Jim Hall, an Army veteran and physician at Pampa Regional Medical Center, said he supports King and Seliger, and intends to vote them back into the Legislature. “I think they’re doing a good job for us. If it ain’t broke, don’t fix it.” What people care about here is health care, education and jobs, Hall said. You can elicit “an emotional response” from people by railing against abortion, “but we’re not into engineering social change. … We’re just trying to live a good life.”
Briant, the Hemphill county judge, agreed. “We’re all on the same page” about abortion, he said, “but we’re not going to run into the street and start marching.”
It’s entirely possible this attempt at incumbent dethroning will fail.
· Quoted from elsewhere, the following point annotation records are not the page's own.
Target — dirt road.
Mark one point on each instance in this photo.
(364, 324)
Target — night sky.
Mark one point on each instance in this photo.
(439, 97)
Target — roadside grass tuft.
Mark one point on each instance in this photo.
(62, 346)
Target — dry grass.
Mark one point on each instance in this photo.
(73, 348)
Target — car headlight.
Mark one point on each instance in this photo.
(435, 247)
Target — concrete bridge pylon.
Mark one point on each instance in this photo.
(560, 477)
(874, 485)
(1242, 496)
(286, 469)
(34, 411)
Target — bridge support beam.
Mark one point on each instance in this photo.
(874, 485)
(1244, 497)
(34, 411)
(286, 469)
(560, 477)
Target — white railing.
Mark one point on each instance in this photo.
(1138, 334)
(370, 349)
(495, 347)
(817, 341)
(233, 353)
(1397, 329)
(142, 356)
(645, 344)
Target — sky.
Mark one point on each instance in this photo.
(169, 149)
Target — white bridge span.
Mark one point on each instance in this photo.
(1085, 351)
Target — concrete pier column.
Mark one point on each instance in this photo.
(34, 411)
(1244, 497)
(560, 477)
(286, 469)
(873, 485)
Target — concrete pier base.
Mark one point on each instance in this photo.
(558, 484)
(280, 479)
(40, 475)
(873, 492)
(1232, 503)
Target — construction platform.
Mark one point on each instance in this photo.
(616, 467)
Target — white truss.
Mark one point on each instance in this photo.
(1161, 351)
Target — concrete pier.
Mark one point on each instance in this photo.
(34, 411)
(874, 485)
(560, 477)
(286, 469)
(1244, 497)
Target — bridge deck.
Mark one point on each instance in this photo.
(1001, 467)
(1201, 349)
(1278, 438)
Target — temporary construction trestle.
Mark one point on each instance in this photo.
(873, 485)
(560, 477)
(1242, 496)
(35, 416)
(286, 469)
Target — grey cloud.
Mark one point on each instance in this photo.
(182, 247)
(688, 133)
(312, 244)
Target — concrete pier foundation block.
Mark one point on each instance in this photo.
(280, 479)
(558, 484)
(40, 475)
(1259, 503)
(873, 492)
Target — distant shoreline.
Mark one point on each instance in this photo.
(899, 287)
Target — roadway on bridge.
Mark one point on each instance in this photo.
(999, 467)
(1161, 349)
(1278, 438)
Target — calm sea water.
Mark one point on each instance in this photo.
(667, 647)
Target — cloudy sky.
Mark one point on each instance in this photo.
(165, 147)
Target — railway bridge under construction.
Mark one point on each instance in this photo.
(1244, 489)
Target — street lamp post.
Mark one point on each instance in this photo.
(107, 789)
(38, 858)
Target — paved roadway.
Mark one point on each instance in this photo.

Lubbock Avalanche-Journal columnist Jay Leeson noted in an October column that the Panhandle has a history of bucking the political trends of the day — in 1964, eight of the 16 Texas counties that voted for Goldwater instead of LBJ were in the Panhandle. (In response, LBJ closed the Amarillo Air Force Base, costing the region dearly in lost jobs and revenue, Leeson noted.)
Briant called the far-right push in the region “an interesting twist” in the story of the Texas GOP. And with the political fissures between the Panhandle and the rest of the state opening wider, Briant fears the party may be on track to implode like the Democrats of yore.
“I hope that’s not what happens, but it could.”